Govt plans allowance for disabled people who get jobs

The Narendra Modi government plans an incentive for disabled people to get jobs, in the latest addition to the slew of benefits for rural India
Hindustan Times | By Saubhadra Chatterji, New Delhi
UPDATED ON OCT 18, 2016 06:10 PM IST

The Centre plans to give a minimum stipend of Rs 26,000 to every disabled person from rural areas who gets a job through the government’s skill development programme, an incentive aimed at helping a section that faces widespread discrimination in employment.

“Be it the private sector or a government job, a disabled candidate will get these benefits,” said rural development secretary Amarjit Sinha.

This is the latest in a slew of recent moves by the government and judiciary to reach out to the disabled, who form 2.1% of India’s population.

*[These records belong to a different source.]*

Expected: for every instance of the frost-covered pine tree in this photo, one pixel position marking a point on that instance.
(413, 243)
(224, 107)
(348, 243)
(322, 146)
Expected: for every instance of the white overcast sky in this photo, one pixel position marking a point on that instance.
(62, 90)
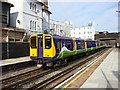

This is a one-of-its-kind scheme where a salaried person will continue to draw a government allowance.

With these incentives, the government hopes it will encourage rural disabled people to join skill development courses that hope to turn a vast majority of unskilled and unemployed Indians into productive people with jobs.

The incentives include an accommodation allowance of Rs 3000 for two to six months and a one-time uniform allowance of Rs 3000 because the government says disabled people have a higher chances of soiling their clothes. Other than that, Rs 5000 will be given to buy wheel chairs or calipers and Rs 2000 for teaching aids such as reading software. An additional Rs 5,000 will be allocated for attending job melas or outreach programmes and Rs 5,000 as one-time travel cost.

India has more than 21 million disabled people but hostile social attitudes and poor implementation of legal benefits has meant persons with disabilities struggle to access public spaces and are rarely seen in senior professional positions.

The rural ministry submitted its proposals to the common norms committee of the skill development ministry to take the final call. “We have also identified areas where disabled people can work easily and deliver best results. If given proper training, they can get better jobs and earn more money,” said Sinha.

This comes months after Parliament enacted a law on persons with disabilities that conferred several rights and entitlements to the community. “Department of empowered persons with disabilities may kindly explore the feasibility for providing for the provisions as part of any skill development provisions,” says a note of the rural development ministry.

Earlier this year, the Supreme Court also held that disabled people were entitled to reservations in promotions for government jobs.

The government has also asked different departments to make offices and training centres more disabled-friendly.